Willow Redgall Sawfly - Pontania proxima
Adult Willow Redgall Sawflies are small - approximately 3.5-5 mm long. They are shiny, black and wasp-like. They cause a gall to form on certain species of willow and this gall is more likely to be seen than the adult sawfly. The gall is bean-shaped, starting off green but gradually turning red. It is smooth with a thick wall and protrudes from both the upper and lower leaf surface.
Galls of Pontaina proxima, P. bridgmanii and P. triandrae are all very similar - but are found on different host trees.
If a gall, it is essential to say which tree species it was on.
Wherever White Willow or Crack Willow grow, usually damp open wooded areas, sometimes hedgerows.
Adult May to August
The larvae of the Willow Redgall Sawfly are pale green in colour with a dark head.
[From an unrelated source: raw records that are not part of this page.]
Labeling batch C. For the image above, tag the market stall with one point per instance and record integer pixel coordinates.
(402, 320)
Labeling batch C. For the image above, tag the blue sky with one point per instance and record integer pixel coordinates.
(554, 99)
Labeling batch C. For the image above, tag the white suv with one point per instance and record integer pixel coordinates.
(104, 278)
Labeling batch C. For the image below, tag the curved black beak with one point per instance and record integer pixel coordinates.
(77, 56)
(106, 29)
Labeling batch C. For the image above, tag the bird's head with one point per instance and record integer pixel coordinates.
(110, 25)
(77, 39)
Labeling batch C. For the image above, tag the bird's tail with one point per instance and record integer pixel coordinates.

They are small and caterpillar-like, reaching only 5 mm in length. Adults emerge in late spring, and females seek out suitable willows on which to lay eggs. The female inserts an egg into leaf tissue where it hatches and begins to eat the soft leaf tissue. This stimulates the leaf to produce a gall which is bean-shaped, smooth and emerges equally on both sides of the leaf. The gall may be green, red or yellow. A single larva feeds in the cavity of each gall.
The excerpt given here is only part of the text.